6:16 am March 7, 2011, by Henry Unger
Unemployment is at double digits in metro Atlanta and Georgia.
Unionized public workers are taking it on the chin in many states.
So was it wise for Lockheed Martin workers in Marietta to reject a strike recommended by their union leadership?
The leadership was trying to stop Lockheed from reducing the retirement plan for new workers, AJC reporter Marcus Garner writes. Instead of the more lucrative existing pension plan, new employees will get a 401(k) plan.
As best they can, unions are supposed to fight two-tier systems that treat new and existing workers differently.
What’s more, the change, which the company said it needs to remain competitive, is not small potatoes, Garner reports.
Union members said a current 30-year employee could draw nearly $730,000 in pension money over 23 years after retiring at age 55, Garner writes.

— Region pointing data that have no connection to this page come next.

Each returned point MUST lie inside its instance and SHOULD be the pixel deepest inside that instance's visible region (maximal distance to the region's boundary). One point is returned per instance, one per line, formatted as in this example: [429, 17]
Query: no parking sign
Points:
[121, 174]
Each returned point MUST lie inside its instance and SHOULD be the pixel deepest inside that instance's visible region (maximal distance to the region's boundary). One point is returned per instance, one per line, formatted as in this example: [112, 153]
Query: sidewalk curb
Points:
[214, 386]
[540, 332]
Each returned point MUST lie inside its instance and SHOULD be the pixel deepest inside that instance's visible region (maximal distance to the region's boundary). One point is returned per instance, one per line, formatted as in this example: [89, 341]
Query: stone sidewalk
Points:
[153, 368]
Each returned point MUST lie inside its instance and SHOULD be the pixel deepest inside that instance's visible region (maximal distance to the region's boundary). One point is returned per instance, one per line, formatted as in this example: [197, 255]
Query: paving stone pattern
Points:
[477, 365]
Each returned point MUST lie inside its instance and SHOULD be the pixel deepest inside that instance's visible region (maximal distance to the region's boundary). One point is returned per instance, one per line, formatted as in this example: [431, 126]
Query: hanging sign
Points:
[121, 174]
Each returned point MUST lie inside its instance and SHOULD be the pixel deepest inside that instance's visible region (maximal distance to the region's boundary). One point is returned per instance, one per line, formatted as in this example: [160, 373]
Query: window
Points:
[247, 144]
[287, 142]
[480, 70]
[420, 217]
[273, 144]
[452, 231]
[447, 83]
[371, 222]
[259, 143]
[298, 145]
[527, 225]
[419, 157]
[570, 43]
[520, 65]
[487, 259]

That compares with the $42,000 payout a new employee would have for retirement after the same time at the company and at the same age, Garner reports. With the 401(k) plan, Lockheed will contribute $1,400 a year for each new worker, in addition to employee contributions.
The difference wasn’t enough, however, to convince a two-thirds majority to vote to strike, Garner writes.
What do you think? Smart move or short-sighted?
Will workers at other companies face similar choices in the future?